Travellers on Hong Kong and mainland airlines should brace for extensive security checks of carry-on bags as the United States considers expanding its ban on laptops and other large electronic items to include all international flights.
Citing a “real sophisticated threat” from terrorists, US Homeland Security Secretary John Kelly on Sunday said Washington was looking to tighten airline security with added screenings of cabin luggage and by expanding the ban on electronic devices larger than a smartphone.
Asked on Fox News whether he would ban laptops from the cabins of all international flights into and out of the US, Kelly said: “I might.”
The US government in March introduced restrictions on large electronic devices, such as laptops, on flights from 10 airports in the Middle East and North Africa. The UK implemented a similar ban for fewer countries. Affected countries conduct additional security checks of passengers’ carry-on luggage at the departure gate.
Aviation experts warned that Cathay Pacific Airways and state-owned mainland carriers could be among the most affected.
Clement Lai Ka-chi, who helped form Hong Kong’s Counter Terrorism Response Unit and was once in charge of the airport’s policing and security, said there needed to be “better X-ray machines” or passengers will face a much longer screening process.
People who try to avoid handing in their laptops would pose a greater security issue, Lai said.
The measures will be a major talking point at the International Air Transport Association annual meeting in Mexico next week. The association estimated that extending a laptop ban to Europe would cost travellers more than US$1 billion (HK$7.7 billion) in lost productivity, longer travel times and laptop rentals.
Airlines in countries affected by the US and UK bans have sought to resolve disruption issues by offering laptop rentals.
Hong Kong’s aviation authority said it was closely liaising with the US Transportation Security Administration, while Avseco, the airport’s security contractor, said it had not received any guidance on implementing enhanced security measures.
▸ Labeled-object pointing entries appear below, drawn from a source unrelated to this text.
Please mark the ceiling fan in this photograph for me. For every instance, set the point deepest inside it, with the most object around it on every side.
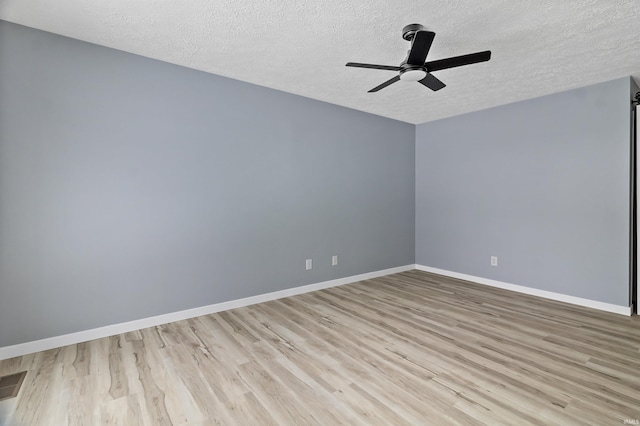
(414, 67)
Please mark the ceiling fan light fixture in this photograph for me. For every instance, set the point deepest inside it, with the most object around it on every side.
(415, 74)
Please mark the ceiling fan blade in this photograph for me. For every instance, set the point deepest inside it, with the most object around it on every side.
(420, 46)
(385, 84)
(373, 66)
(432, 83)
(458, 61)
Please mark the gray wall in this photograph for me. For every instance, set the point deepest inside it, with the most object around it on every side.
(131, 188)
(542, 184)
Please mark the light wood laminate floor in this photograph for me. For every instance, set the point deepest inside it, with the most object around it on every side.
(410, 348)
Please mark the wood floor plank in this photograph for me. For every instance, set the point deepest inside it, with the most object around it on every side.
(409, 348)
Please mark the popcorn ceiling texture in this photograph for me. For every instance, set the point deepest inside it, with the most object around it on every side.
(539, 47)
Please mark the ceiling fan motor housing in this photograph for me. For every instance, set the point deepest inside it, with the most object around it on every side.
(410, 30)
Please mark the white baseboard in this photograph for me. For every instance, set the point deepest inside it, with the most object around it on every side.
(623, 310)
(110, 330)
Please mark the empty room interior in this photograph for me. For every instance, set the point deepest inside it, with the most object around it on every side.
(319, 213)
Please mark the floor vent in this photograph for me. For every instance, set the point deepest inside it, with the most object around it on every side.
(10, 385)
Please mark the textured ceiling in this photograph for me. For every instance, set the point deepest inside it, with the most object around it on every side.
(301, 47)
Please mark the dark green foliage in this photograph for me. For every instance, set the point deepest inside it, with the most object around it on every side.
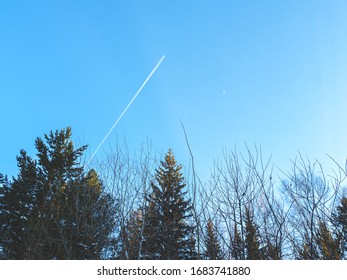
(339, 220)
(252, 237)
(213, 249)
(167, 233)
(329, 247)
(52, 210)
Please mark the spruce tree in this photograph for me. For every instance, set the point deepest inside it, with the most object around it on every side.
(328, 246)
(339, 220)
(252, 244)
(52, 209)
(212, 246)
(167, 233)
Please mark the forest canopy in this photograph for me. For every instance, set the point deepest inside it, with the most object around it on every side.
(145, 207)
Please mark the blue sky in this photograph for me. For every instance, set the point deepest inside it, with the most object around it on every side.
(270, 73)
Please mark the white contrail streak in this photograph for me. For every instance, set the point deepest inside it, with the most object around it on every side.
(126, 108)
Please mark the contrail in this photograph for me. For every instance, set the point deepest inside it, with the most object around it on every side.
(126, 108)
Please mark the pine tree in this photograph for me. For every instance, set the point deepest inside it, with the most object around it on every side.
(237, 245)
(252, 245)
(328, 246)
(212, 246)
(339, 220)
(167, 233)
(52, 209)
(130, 237)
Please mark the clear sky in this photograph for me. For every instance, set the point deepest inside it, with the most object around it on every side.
(270, 73)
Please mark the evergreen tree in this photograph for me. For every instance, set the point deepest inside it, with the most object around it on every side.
(52, 210)
(328, 246)
(237, 245)
(167, 233)
(339, 220)
(130, 237)
(252, 245)
(212, 246)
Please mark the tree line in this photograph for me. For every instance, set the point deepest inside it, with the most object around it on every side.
(141, 207)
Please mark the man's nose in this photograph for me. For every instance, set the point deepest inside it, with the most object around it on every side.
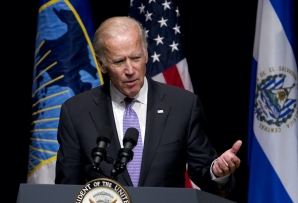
(129, 68)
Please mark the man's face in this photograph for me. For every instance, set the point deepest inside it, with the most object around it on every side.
(126, 62)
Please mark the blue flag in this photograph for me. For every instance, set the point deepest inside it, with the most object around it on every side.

As a major provider of premium seating, such as business class, Cathay Pacific’s earnings could be significantly affected, according to Flight Global’s Asia managing editor Greg Waldron.
“For Singapore Airlines and Cathay, if such a ban occurs it could make a dent in their premium bookings, which would probably show up in their earnings given the razor-thin margins that prevail in the industry,” he said.
CAPA Centre for Aviation analyst Will Horton said the ban would be problematic for passengers on Chinese airlines, which do not allow the use of mobile phones even in flight mode. “Chinese airlines may not allow passengers to use any electronic devices on flights to the US if the ban is extended to Asia,” he said.
Young Post junior reporter Angelina Wang, 15, from Chinese International School did not welcome the ban because it could be extremely inconvenient. “While alternative services like rentals exist, you can’t copy any files you have done during the flights,” she said.
Angelina believed there were other better options, such as improving x-ray systems.
Another junior reporter Cedric Li, 17, from Sha Tin College said having more stringent boarding checks would only be marginally better, and as a result, policies should be re-evaluated before a decision can be made.
Clement O’Young, 15, from Sha Tin College told Young Post that laptops were sometimes unnecessary as the flight entertainment and other devices could be a good solution to the security issues. “Every passenger should make safety a priority,” he said.